Sucede que, con una poderosa maquinaria de persuasión, esa clase política que, paradójicamente, fue elegida para legislar a favor de la ciudadanía ha tejido una sutil red de dependencia que permite crear auténticos imperios de pobreza disfrazados de progreso donde los ciudadanos no son otra cosa que minúsculos seres insignificantes sin, apenas, valor. Poco más que papeletas dentro de un sobre, color sepia y cerrado, que, de tarde en tarde, autorizan a estos nuevos señores feudales a seguir ejerciendo el derecho de pernada. No. El futuro no se presenta halagüeño, por más que algunos lo quieran embellecer. Los viejos fantasmas parecen haber vuelto a Europa y, de un tiempo acá, vemos cómo las posturas se han radicalizado. Nada nuevo, por otra parte, esa especie de delirio colectivo. Y es que con las estrecheces económicas aumentan los estereotipos negativos, surgen los nacionalismos, se multiplican los grupos xenófobos, afloran los nostálgicos de regímenes totalitarios.

El mecanismo psicológico es muy simple. Se trata de identificar a los causantes del infortunio. Negros, hispanos, gitanos, homosexuales, inmigrantes o judíos, ¡qué más da! Convertido en "chivo expiatorio", cualquier colectivo será válido para descargar en él la propia frustración de modo que con su sacrificio, como en la antigua tradición hebrea, la comunidad quede libre de la propia responsabilidad.

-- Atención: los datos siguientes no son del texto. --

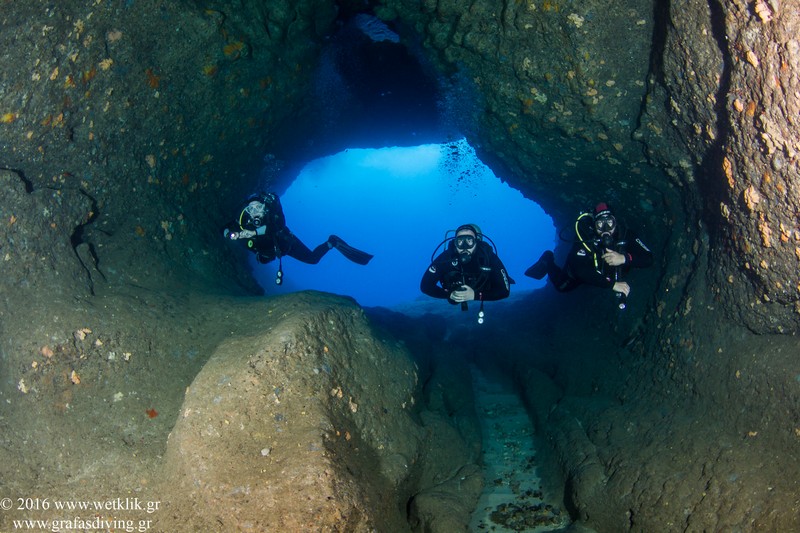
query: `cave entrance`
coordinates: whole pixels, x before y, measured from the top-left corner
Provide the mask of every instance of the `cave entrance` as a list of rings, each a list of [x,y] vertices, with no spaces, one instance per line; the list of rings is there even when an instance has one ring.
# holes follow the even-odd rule
[[[281,194],[281,203],[287,225],[310,248],[335,234],[375,257],[367,266],[335,252],[317,265],[285,257],[279,286],[276,262],[254,261],[268,294],[315,289],[351,296],[362,306],[431,304],[419,282],[434,249],[447,230],[475,223],[494,241],[518,298],[543,285],[523,272],[555,240],[542,208],[498,179],[463,139],[316,159]]]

Si un individuo está en el paro y sin posibilidades de normalizar su situación laboral, lo más probable es que se sienta defraudado. En ese estado, no podrá dar una paliza al sistema económico para liberarse de la lógica frustración, ni al Fondo Monetario Internacional, ni a los mercados financieros, ni a los políticos, por grandes que sean las ganas, pero sí puede encontrar un grupo sobre el que descargar su agresividad sin que, por ello, su decencia se vea amenazada. No importa que el colectivo sea inocente. Convencido de la culpabilidad del grupo, el individuo considerará correcta su actuación por más que sea deleznable. Para ello cuenta con el prejuicio, una forma de justificar la propia crueldad: "...no son más que basura..., promiscuos..., unos delincuentes de mierda...". "¡Que se jodan!...".

Probablemente, todos hemos oído estas lamentables expresiones en más de una ocasión. Despreciables e injustas por cuanto tienen de temerarias aunque a algunos parece no importarles cuando se trata de salvaguardar la propia decencia. Denigrado el grupo, convertido definitivamente en "chivo expiatorio", se verán a sí mismos como personas decentes. El colectivo es el único responsable, pensarán. Al fin y al cabo, "...ellos se lo han buscado...".

No. No parece prometedor el futuro de la Unión por mucho que algunos digan. Al menos desde Los Tres Árboles, es decir, desde la lejanía que se le supone a una pequeña ciudad de provincias, esa es la percepción. Las estrecheces económicas han hecho aflorar la intolerancia y los fanatismos resurgen. La serpiente de la xenofobia ha vuelto a poner huevos y, de no aplastarlos, los asquerosos reptiles acabarán rompiendo el cascarón.